But in many parts of the world, including India, this relationship is under significant stress; recent studies and systematic reviews highlight the rise in violent attacks on doctors and healthcare workers globally.

Types of violence experienced by doctors in India

As part of our study, we conducted a detailed content analysis of Sakal, a leading local language (Marathi) newspaper, to examine how violence against doctors is represented in the media. This analysis, and our in-depth interactions with doctors and healthcare managers, suggests that violence against doctors manifests in multiple, interrelated forms. These range from subtle coercion, where doctors feel compelled to make decisions that compromise their professional judgment, to overt acts of hostility. The latter includes verbal abuse and humiliation by aggrieved patients or their families, as well as physical assaults such as shoving or hitting.
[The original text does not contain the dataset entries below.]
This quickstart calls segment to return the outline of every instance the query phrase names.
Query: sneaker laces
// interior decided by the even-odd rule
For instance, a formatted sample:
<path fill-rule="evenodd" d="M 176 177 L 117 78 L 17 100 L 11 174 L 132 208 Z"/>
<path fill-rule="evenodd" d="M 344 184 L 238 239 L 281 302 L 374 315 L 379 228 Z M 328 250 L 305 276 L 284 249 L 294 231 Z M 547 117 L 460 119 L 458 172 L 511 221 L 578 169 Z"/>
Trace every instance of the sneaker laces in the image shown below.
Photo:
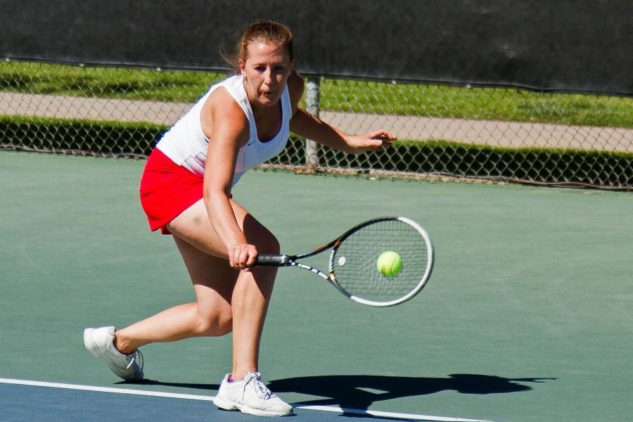
<path fill-rule="evenodd" d="M 252 384 L 253 388 L 255 388 L 255 394 L 257 395 L 257 397 L 263 400 L 267 400 L 271 397 L 276 397 L 274 395 L 268 388 L 264 385 L 264 383 L 262 382 L 262 377 L 257 373 L 252 373 L 254 375 L 247 380 L 246 383 L 244 384 L 244 392 L 245 394 L 246 387 L 248 386 L 249 384 Z"/>

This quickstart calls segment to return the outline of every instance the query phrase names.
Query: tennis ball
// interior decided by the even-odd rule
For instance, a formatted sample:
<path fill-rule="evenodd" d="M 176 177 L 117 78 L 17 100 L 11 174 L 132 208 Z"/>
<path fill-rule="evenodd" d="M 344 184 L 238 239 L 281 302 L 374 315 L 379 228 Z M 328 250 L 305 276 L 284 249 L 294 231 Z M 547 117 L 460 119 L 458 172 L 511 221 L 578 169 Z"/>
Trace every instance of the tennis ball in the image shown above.
<path fill-rule="evenodd" d="M 376 262 L 378 270 L 383 276 L 392 277 L 400 272 L 402 268 L 402 260 L 400 255 L 392 250 L 387 250 L 381 254 Z"/>

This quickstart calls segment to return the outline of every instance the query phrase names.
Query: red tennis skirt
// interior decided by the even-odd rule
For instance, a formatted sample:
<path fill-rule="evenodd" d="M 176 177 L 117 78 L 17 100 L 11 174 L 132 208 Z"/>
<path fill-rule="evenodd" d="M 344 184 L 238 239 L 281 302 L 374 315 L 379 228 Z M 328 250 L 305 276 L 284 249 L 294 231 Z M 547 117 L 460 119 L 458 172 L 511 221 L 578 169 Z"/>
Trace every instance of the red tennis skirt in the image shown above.
<path fill-rule="evenodd" d="M 152 231 L 171 234 L 167 224 L 202 199 L 204 179 L 154 148 L 141 178 L 141 205 Z"/>

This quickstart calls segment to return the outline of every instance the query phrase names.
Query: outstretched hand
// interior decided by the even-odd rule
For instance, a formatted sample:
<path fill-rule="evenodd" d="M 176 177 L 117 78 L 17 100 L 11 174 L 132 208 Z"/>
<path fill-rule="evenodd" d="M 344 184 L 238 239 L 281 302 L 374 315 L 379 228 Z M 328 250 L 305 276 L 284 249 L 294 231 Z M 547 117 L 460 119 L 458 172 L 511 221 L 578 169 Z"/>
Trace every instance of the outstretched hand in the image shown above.
<path fill-rule="evenodd" d="M 383 129 L 364 134 L 347 136 L 346 141 L 353 153 L 366 151 L 381 151 L 397 139 L 390 132 Z"/>

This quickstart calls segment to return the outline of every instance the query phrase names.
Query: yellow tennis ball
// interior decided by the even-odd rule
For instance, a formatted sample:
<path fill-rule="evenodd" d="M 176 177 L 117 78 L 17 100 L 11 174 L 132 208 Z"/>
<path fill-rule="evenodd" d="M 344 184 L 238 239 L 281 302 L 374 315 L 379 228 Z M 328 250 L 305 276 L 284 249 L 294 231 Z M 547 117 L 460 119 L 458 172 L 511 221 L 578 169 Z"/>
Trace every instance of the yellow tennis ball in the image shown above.
<path fill-rule="evenodd" d="M 383 276 L 392 277 L 400 272 L 402 268 L 402 259 L 394 251 L 387 250 L 381 254 L 376 264 L 378 270 Z"/>

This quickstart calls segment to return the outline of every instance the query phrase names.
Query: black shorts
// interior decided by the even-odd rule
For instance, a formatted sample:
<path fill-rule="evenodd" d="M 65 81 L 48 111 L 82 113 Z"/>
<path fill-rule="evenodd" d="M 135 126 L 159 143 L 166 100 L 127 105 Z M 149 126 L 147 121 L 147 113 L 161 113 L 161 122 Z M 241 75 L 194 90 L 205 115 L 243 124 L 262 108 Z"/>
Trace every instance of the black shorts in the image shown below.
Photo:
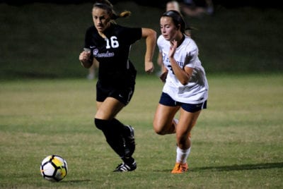
<path fill-rule="evenodd" d="M 183 103 L 173 100 L 171 97 L 165 92 L 162 92 L 159 104 L 168 106 L 181 106 L 184 110 L 192 113 L 207 109 L 207 101 L 197 104 Z"/>
<path fill-rule="evenodd" d="M 125 105 L 127 105 L 132 99 L 134 91 L 134 84 L 130 87 L 116 88 L 113 87 L 102 87 L 96 84 L 96 101 L 103 102 L 107 97 L 115 98 Z"/>

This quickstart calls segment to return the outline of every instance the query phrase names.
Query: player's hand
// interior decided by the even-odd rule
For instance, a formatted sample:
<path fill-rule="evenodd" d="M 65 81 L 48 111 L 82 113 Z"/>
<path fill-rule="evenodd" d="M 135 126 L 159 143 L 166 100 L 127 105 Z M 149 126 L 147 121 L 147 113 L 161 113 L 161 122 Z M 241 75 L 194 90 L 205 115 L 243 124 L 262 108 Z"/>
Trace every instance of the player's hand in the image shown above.
<path fill-rule="evenodd" d="M 163 83 L 165 83 L 165 81 L 166 80 L 167 74 L 168 71 L 165 71 L 160 75 L 159 78 L 161 80 Z"/>
<path fill-rule="evenodd" d="M 154 72 L 154 66 L 152 61 L 146 61 L 144 63 L 144 70 L 148 73 L 151 73 Z"/>
<path fill-rule="evenodd" d="M 79 60 L 82 63 L 87 63 L 89 61 L 91 57 L 91 51 L 83 51 L 81 52 Z"/>

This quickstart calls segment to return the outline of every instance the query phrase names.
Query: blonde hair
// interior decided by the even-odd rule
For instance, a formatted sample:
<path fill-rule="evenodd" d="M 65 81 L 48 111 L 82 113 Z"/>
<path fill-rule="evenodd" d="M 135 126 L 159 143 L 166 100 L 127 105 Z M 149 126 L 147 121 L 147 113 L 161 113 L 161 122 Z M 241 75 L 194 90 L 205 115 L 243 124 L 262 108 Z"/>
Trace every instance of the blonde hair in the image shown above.
<path fill-rule="evenodd" d="M 126 18 L 131 15 L 131 12 L 128 11 L 122 11 L 122 13 L 117 14 L 113 9 L 113 5 L 108 0 L 98 0 L 96 1 L 93 6 L 93 8 L 100 8 L 107 11 L 110 16 L 111 20 L 116 20 L 119 18 Z"/>

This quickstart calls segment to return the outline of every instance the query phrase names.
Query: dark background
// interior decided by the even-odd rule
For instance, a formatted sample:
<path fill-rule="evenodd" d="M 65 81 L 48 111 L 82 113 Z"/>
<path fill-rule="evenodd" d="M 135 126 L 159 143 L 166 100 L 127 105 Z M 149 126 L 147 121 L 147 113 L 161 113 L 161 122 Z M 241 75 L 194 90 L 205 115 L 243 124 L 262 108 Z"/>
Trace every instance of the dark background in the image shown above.
<path fill-rule="evenodd" d="M 135 2 L 137 1 L 137 2 Z M 147 2 L 146 2 L 147 1 Z M 165 1 L 113 1 L 117 20 L 129 27 L 150 28 L 160 35 Z M 229 5 L 225 4 L 229 2 Z M 243 3 L 245 1 L 245 3 Z M 79 54 L 86 28 L 93 25 L 92 1 L 6 1 L 0 4 L 0 80 L 86 78 Z M 8 2 L 8 3 L 7 3 Z M 24 2 L 24 3 L 23 3 Z M 267 1 L 214 1 L 212 16 L 185 19 L 199 47 L 207 74 L 270 74 L 283 71 L 283 11 Z M 232 4 L 234 2 L 234 4 Z M 144 74 L 144 41 L 131 49 L 138 74 Z M 156 72 L 158 48 L 154 58 Z"/>

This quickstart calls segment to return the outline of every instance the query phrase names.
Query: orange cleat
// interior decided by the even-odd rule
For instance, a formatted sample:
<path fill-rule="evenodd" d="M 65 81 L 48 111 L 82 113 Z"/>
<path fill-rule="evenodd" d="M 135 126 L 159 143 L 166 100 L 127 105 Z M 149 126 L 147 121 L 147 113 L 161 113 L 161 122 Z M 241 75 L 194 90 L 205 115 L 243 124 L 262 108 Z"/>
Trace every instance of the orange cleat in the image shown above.
<path fill-rule="evenodd" d="M 173 169 L 171 173 L 176 174 L 176 173 L 183 173 L 187 171 L 188 169 L 187 164 L 180 164 L 176 163 L 175 164 L 174 168 Z"/>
Also significant, though often under-acknowledged, is defamation: the public slandering or malicious accusations that can inflict reputational harm. In the absence of reliable and comprehensive statistics to systematically map contemporary trends (in India and globally), it remains difficult to accurately quantify the extent of the problem; however, our analysis suggests that the situation is getting worse in India and globally.

The underlying dynamics need further attention

Crucially, our analysis indicates that the violence we see is merely the tip of the iceberg, and that, regardless of measurement-based assessments of the extent and gravity of the situation, underlying dynamics demand in-depth scholarly attention and critical examination. This paper seeks to explore how such an inquiry might be most fruitfully undertaken in the present context.

This topic has been receiving significant scholarly attention. Figure 1 presents the trend for papers (approx. 500) with the terms ‘doctors’ AND ‘violence’ in the title, indexed in Pubmed.

A bar graph showing numbers of papers by year. Source: Authors.
Figure 1: Numbers of papers by year. Source: Authors.

A scan of the abstracts suggests that an in-depth examination of this social phenomenon is necessary. According to a survey conducted by the Indian Medical Association in 2015, more than  75 percent of doctors had experienced some form of violence in the course of their work, with 12 percent reporting incidents of physical assault. These figures are particularly alarming when juxtaposed with global estimates from the World Health Organisation, which suggest that between eight percent and 38 percent of healthcare workers worldwide encounter physical violence at some point in their careers. 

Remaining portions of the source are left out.